Le cinéma français est dans une grave crise depuis une bonne vingtaine d'années. Rares sont les bons films français qui restent ancrés dans nos mémoires. De plus, les seuls bons réalisateurs français sont vite contactés par les grands studios américains, également en crise (la grève des scénaristes, la hausse des salaires des comédiens, le non-renouvellement de grands réalisateurs). Dans ce contexte, nous sommes de plus en plus indignés face aux mauvais scénarios que nous subissons de film en film français. Rares sont les comédies réussies (exception faite de quelques films comme OSS 117), et les films de guerre français sont une denrée pratiquement inexistante. Que pouvions-nous attendre alors du nouveau film de Jean Paul Salomé ? Ses derniers films ont eu peu de succès (Arsène Lupin, Belphégor), voire ont été calamiteux (Restons groupés, Les Braqueuses, Belphégor).

Pourtant, la surprise est là : ce film est un des meilleurs films français que nous avons pu voir dans nos salles. Non seulement, notre attention est soutenue tout au long de ce très bon film mais en plus, nous avons enfin un film de guerre français capable de rivaliser avec les Il faut sauver le soldat Ryan et Le jour le plus long américains.

Le succès de cette réussite vient de l'histoire racontée ici. Engagée dans la résistance française, Louise s’enfuit à Londres après l’assassinat de son mari. Elle est recrutée par le SOE, un service secret de renseignement et de sabotage piloté par Churchill. Dans l’urgence, on lui confie sa première mission, l’exfiltration d’un agent britannique tombé aux mains des allemands alors qu’il préparait le débarquement sur les plages normandes. L’homme n’a pas encore parlé mais le temps presse. Louise doit d’abord constituer un commando de femmes spécialement choisies pour les besoins de l’opération. Pour le recrutement, tous les moyens sont bons : mensonges, chantage, remises de peine. Elle engage Suzy, danseuse de cabaret qui excelle dans l’art de séduire les hommes ; puis Gaëlle, chimiste, spécialiste en explosifs ; enfin, Jeanne, prostituée, capable d’assassiner de sang froid. Parachutée en Normandie, elles sont rejointes par Maria, juive italienne, opérateur radio et dernière pièce du dispositif. La mission commence bien mais se complique très vite. Contraintes de retourner à Paris, le SOE leur fixe un nouvel objectif, presque suicidaire : éliminer l’une des pièces maîtresses du contre-espionnage nazi, le colonel Heindrich. L’homme en sait déjà trop sur les préparatifs du débarquement. Cinq femmes, loin d’être des héroïnes, mais qui vont le devenir.

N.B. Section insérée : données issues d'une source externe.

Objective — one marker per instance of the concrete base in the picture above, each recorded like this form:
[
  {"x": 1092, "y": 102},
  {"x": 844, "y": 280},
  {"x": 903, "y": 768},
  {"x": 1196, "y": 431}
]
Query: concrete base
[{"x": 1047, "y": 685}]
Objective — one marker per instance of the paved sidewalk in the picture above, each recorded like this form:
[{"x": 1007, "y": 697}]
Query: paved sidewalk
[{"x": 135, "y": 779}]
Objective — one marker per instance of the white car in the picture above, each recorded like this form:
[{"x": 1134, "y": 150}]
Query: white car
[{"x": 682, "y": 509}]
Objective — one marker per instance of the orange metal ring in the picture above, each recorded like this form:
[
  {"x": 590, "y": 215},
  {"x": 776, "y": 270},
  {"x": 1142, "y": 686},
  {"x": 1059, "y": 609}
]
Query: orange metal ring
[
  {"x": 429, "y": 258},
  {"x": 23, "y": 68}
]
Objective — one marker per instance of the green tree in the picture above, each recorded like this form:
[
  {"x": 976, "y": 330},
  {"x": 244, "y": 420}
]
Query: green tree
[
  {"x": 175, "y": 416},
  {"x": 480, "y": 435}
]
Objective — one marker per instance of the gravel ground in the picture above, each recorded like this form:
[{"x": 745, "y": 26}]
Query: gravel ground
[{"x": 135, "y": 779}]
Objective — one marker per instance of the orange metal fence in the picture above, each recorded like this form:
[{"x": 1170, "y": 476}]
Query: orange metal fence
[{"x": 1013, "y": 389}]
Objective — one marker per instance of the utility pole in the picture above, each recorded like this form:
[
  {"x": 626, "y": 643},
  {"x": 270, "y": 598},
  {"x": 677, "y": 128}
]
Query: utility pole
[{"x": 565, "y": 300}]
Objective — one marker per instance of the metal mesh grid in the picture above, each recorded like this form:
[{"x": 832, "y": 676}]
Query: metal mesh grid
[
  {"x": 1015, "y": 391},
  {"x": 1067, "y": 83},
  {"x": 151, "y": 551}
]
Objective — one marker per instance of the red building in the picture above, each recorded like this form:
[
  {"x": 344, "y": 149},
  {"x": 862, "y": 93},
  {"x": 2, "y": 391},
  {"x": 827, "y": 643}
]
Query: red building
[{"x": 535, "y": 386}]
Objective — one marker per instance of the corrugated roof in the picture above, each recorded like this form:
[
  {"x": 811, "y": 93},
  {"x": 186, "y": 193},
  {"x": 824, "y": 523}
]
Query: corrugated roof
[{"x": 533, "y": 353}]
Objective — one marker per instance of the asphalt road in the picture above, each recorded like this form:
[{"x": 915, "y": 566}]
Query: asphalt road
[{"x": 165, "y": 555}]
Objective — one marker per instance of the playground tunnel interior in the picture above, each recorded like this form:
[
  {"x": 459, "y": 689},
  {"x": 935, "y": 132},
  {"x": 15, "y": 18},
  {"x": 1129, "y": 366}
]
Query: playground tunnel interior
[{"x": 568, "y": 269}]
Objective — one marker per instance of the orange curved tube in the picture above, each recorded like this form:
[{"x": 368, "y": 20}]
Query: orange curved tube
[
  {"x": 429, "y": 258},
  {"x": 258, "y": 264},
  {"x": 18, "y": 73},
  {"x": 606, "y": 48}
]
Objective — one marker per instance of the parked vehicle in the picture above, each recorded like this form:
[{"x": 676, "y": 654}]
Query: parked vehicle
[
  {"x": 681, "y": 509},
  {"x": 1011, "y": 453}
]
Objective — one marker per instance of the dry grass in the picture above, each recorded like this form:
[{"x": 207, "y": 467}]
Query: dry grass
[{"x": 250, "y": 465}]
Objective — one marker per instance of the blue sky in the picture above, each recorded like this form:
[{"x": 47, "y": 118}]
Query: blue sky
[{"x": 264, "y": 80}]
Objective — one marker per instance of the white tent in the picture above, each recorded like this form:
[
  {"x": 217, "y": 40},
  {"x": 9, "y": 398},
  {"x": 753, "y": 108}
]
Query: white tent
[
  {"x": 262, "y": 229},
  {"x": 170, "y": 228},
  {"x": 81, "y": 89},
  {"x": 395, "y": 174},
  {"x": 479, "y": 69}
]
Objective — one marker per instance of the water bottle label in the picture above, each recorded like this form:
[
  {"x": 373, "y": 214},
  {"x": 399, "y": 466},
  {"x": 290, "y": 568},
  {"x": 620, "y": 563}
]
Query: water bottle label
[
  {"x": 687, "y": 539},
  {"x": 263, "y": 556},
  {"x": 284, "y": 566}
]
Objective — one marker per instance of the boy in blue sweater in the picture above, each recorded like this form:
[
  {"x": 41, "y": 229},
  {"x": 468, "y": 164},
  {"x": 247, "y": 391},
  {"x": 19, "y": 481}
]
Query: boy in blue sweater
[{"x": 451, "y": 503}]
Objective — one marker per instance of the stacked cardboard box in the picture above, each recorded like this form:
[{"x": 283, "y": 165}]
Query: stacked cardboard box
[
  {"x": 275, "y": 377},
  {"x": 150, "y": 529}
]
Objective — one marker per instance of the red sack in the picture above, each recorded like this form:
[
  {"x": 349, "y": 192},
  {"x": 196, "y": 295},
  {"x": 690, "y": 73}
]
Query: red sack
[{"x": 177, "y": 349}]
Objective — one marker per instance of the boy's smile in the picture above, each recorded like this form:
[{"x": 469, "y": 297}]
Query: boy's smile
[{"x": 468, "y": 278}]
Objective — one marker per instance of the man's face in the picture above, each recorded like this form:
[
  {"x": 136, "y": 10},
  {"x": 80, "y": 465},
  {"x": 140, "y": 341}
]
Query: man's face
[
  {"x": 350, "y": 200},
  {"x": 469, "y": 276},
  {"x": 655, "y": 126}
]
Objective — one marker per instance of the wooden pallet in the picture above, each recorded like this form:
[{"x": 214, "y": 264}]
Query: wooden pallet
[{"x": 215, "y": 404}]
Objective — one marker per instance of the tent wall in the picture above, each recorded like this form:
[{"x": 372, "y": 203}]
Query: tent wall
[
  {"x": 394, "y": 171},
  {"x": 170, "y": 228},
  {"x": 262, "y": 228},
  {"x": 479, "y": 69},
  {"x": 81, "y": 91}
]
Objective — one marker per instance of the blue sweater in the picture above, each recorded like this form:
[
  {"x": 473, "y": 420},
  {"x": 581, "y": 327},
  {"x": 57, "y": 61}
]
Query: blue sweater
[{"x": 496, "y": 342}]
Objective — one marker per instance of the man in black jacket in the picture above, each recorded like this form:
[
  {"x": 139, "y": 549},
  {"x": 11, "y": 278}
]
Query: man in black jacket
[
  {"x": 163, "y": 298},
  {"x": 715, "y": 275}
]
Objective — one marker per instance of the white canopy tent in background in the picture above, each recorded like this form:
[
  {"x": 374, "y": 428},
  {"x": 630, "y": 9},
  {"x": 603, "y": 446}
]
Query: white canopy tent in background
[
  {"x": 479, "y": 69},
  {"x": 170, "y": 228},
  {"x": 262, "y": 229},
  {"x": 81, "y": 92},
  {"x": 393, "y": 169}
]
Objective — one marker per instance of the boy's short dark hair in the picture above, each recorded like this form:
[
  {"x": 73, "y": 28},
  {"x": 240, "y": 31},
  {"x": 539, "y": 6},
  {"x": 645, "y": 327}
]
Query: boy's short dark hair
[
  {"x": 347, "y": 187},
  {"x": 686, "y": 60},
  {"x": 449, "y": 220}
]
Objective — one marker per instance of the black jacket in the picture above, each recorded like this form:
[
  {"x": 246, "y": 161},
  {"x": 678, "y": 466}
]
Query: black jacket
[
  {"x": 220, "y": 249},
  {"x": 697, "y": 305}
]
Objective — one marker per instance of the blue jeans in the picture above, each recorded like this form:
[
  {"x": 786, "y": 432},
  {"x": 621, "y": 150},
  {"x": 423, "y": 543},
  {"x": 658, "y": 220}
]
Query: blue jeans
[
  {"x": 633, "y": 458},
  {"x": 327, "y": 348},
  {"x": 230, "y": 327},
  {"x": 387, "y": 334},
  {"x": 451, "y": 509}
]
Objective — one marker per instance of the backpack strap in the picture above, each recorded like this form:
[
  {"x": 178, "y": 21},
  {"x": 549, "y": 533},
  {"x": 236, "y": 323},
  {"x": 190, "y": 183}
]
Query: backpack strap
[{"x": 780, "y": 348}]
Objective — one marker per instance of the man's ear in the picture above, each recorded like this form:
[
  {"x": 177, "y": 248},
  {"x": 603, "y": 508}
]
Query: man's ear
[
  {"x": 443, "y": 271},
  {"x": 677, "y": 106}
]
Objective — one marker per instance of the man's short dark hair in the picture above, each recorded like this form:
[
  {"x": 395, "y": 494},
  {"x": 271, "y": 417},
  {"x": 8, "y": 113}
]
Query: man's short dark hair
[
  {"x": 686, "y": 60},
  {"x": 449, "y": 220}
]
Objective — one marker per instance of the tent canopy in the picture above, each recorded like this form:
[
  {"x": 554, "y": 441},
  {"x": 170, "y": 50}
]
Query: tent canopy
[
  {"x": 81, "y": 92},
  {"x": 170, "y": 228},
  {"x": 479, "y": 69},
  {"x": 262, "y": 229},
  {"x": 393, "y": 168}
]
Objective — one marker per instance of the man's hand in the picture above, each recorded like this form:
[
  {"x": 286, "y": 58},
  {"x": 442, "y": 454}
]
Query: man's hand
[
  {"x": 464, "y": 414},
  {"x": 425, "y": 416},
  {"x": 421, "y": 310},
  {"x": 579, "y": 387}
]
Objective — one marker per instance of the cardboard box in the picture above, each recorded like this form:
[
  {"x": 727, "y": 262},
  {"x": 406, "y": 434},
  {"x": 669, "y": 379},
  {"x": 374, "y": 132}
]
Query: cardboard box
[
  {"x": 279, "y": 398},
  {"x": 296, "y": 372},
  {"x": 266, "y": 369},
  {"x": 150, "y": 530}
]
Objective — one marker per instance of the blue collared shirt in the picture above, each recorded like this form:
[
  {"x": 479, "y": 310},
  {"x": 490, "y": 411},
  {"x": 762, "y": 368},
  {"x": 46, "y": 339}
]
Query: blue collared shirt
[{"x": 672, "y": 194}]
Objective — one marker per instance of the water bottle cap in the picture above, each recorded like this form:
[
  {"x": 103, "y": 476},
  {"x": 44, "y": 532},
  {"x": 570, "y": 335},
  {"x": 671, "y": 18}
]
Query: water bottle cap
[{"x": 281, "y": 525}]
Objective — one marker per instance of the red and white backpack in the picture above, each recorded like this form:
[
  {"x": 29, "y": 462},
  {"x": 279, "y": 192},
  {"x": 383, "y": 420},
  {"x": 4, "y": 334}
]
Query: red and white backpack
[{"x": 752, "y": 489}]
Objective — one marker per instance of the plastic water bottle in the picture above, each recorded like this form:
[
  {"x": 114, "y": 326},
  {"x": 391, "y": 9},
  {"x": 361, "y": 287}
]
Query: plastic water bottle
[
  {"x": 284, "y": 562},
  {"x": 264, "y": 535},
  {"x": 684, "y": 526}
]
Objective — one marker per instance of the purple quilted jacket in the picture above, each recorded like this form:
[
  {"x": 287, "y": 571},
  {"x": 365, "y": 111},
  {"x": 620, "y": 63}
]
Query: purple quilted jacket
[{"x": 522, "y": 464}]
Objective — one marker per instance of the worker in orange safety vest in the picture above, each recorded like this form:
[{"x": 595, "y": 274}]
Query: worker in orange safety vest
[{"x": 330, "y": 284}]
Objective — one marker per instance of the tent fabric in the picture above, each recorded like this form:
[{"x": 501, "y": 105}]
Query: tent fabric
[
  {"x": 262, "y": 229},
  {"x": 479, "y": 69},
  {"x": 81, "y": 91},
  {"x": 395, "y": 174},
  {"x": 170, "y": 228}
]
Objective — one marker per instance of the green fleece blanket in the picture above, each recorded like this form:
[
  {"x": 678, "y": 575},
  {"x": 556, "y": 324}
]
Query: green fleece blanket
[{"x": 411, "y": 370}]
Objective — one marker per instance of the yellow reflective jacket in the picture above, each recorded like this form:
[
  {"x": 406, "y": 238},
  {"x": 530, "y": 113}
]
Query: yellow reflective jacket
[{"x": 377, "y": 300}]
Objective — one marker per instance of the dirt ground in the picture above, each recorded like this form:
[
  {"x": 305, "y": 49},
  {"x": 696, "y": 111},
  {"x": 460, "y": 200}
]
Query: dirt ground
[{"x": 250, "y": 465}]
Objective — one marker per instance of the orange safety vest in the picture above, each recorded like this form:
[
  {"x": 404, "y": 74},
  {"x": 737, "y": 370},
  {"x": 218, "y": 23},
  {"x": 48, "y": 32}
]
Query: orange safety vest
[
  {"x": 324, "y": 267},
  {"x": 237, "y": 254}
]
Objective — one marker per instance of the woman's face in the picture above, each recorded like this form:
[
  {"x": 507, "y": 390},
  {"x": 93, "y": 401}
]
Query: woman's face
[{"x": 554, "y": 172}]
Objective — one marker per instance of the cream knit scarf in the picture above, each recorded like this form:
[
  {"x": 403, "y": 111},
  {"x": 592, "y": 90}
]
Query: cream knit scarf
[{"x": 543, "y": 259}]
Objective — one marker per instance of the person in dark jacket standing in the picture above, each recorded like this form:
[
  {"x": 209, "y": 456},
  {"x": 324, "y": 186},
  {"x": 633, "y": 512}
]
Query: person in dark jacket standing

Comme en témoigne le synopsis, ce film est plein de rebondissements, les décors soignés, l'interprétation de Sophie Marceau, Julien Boisselier, et Déborah François est réellement convaincante et nous fait rentrer de plein fouet dans ce drame. Le réalisateur a même réussi à donner à Julie Depardieu un de ses meilleurs rôles sur grand écran (certes loin derrière les acteurs et actrices précédemment cités). Mon attention s'est surtout tourné vers le jeu tout en retenue d'une des meilleures actrices françaises de sa génération : Marie Gillain. Ce film fait d'elle une vraie actrice adulte, et je ne peux lui souhaiter que la carrière d’Isabelle Adjani, mais au vu du choix de ses films, je pense que c'est en très bonne voie. Elle est non seulement convaincante dans une comédie (Mon père ce héros, La Vie n'est pas une comédie romantique), mais aussi dans un drame (l'excellent Appât, Le Dernier harem, Holy Lola).

Ce film est donc un vrai film d'un réalisateur qui a corrigé ses tics et les erreurs de ses anciens films pour réaliser une vraie œuvre d'auteur, un film dramatique, qui nous a touchés et émus.